Using print magazines, airlines have to spend much on printing and maintaining. According to research from Boeing, removing the weight of print newspapers and magazines equates to an annual savings of over 4.5 million USD for a fleet of wide-body aircraft operating 1,000 flights per day. Magazines need to be checked and replaced regularly if they get removed or damaged. This leads to more work for the flight crews and requires a surplus stock to always be onboard.

In the context of sustainability on top, removing paper magazines will be a quick win for airlines. Moreover, after the Covid-19 epidemic broke out severely, passengers are worried about touching an object that has been used and potentially coughed or sneezed upon by others, and that object is hard to sanitate because of paper material.

Airbus obtained a patent for an innovative idea of Digital Magazine to replace traditional print magazines. Digital Magazine uses a super slim and super flexible OLED screen to display the contents in a familiar, yet futuristic format. Passengers will be able to view the magazine in their seats, without using their own devices.

With rapid and easy updates capacity, airlines can regularly change their magazine contents on Digital Magazine. They also can integrate in-flight food order features as well as direct and quick payment via screen. Besides, Digital Magazine’s lightweight screen will save weight and will be easier to sanitize than a paper magazine.

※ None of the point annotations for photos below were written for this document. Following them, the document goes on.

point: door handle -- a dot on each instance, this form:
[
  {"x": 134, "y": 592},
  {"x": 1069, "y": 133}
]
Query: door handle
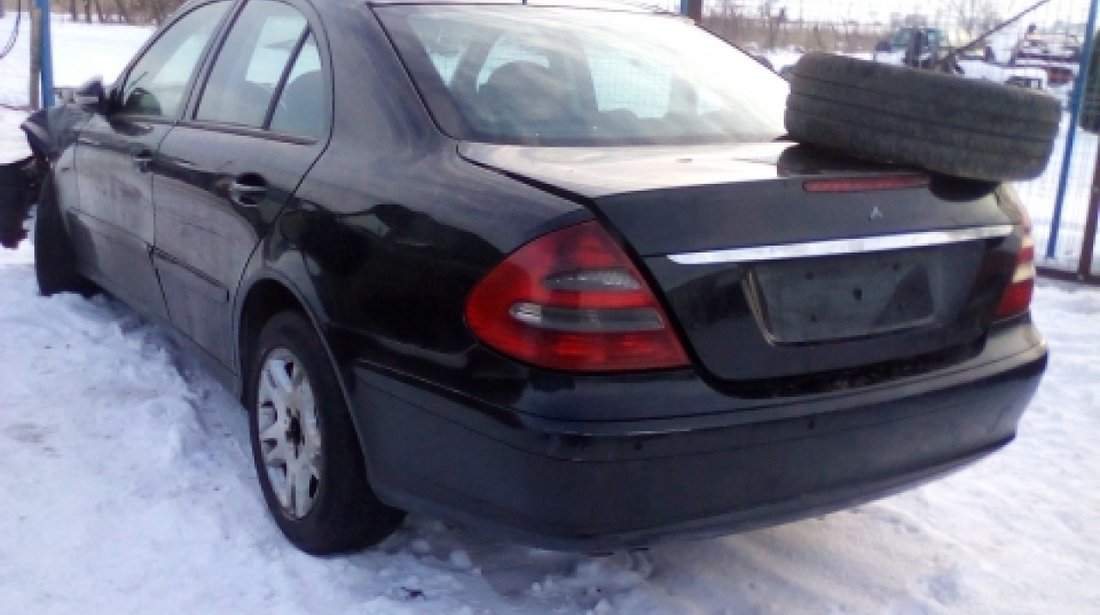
[
  {"x": 248, "y": 189},
  {"x": 142, "y": 160}
]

Airbus said this new invention has not yet been commercialized, but it will soon be tested in-flight.


The in-flight technology race in the aviation industry has just begun. No one knows which airline will break through successfully and take the lead. But it can be seen that in the future, passengers will be able to experience so many attractive and safe utilities in every flight.

Technology innovation is generally a win-win for both airlines and passengers as well as related parties. Nevertheless, airlines need to upgrade and solve some important issues in technology such as connectivity, line speed or accessibility. By great investment in in-flight technology, airlines promise to continue to win the trust and confidence of more customers post-pandemic.